You have much to think about.

You need to upgrade the cable first. Think about 10mm.

The catenary sounds like a dodgy option. Check regulation heights/ suspensions and signage.

Is the house supply TNC or TNS. If TNC then you need to include for additional earthing/bonding to conform to equipotential requirements. 

I suggest you install sub main as for a TT system

I suggest also that you install XPLC/SWA cable in place of the PVC/PVC.

Change the older Consumer Unit and wire as you would normally for final downstream circuits.

Make allowance for time delay tripping through you series RCD units.
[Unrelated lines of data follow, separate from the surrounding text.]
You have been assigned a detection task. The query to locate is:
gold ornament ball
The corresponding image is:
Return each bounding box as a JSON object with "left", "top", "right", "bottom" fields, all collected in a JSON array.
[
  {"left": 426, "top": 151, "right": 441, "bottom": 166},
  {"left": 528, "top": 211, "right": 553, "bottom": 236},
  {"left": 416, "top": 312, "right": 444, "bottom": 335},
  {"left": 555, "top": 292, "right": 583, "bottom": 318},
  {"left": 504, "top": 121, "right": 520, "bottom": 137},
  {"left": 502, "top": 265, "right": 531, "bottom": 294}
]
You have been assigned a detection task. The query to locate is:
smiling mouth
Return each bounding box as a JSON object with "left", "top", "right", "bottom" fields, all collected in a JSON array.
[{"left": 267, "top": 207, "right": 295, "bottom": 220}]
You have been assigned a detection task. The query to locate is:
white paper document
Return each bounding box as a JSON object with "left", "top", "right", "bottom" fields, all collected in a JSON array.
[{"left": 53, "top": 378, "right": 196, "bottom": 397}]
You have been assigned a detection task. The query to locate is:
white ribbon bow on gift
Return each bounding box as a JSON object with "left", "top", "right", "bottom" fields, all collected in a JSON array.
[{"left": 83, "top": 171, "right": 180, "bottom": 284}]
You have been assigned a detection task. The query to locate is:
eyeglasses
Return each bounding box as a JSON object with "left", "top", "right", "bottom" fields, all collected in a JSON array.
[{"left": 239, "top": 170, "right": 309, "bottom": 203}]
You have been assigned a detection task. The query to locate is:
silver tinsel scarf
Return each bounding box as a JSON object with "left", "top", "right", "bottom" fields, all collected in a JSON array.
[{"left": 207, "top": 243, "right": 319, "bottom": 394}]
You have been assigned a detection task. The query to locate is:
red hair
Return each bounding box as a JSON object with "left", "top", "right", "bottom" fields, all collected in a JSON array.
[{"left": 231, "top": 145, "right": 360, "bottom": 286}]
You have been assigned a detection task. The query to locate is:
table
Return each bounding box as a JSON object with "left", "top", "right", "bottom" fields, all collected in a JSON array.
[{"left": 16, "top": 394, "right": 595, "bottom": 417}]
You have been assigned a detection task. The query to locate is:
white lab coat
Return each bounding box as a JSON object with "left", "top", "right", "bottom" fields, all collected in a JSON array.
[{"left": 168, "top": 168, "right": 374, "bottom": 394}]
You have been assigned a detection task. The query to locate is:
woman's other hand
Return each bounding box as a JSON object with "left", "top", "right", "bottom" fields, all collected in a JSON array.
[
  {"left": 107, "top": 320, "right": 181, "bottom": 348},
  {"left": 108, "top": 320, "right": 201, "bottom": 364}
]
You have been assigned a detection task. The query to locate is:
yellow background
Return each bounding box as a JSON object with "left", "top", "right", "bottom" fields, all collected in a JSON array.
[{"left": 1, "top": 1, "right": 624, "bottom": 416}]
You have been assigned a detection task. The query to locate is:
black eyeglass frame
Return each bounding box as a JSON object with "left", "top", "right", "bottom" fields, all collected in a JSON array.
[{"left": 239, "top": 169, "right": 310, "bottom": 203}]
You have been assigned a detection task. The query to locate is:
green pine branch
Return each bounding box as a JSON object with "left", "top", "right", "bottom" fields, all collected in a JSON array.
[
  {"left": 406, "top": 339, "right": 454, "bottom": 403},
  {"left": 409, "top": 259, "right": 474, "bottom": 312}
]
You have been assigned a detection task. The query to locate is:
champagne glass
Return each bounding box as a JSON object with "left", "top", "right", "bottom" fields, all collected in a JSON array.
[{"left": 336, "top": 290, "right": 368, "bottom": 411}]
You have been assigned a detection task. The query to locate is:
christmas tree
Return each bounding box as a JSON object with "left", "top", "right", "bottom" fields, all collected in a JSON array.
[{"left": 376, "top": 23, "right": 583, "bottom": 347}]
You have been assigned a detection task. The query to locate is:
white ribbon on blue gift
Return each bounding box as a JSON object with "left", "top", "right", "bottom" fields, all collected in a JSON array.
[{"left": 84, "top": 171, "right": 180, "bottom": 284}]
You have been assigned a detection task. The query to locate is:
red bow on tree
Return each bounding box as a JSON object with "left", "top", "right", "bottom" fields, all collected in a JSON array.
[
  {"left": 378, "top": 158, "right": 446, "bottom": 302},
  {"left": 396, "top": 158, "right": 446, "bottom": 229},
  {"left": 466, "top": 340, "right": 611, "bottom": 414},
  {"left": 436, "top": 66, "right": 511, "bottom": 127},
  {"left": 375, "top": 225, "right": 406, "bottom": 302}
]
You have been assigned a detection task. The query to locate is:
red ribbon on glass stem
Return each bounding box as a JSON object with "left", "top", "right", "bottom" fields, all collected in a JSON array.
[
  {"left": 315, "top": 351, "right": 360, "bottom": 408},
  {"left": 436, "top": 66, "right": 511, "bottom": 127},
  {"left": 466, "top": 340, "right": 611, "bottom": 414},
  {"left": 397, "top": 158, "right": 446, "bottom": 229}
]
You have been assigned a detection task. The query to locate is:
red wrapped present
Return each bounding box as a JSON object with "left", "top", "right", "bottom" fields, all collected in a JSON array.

When you have given this some thought come back for the detail.

Hope this helps


Frank


----------



## Antony (Apr 5, 2009)

Hi Frank
Thanks for the reply ! yes i will prob fit 10mm SWA from kitchen cu and run this to garage underground ? also with the kitchen cu would it be best to remove cooker off this ? and the feed for kitchen (taken from house cu) and put this on non rcd 32A mcb as new garage cu is 30ma garage unit ? by the way its a tns earthing.
Regards
Antony.


----------



## william1978 (Sep 21, 2008)

Damn, I'm glad I live in the good ol USA.:thumbup:


----------



## user4818 (Jan 15, 2009)

william1978 said:


> Damn, I'm glad I live in the good ol USA.:thumbup:


:blink:


----------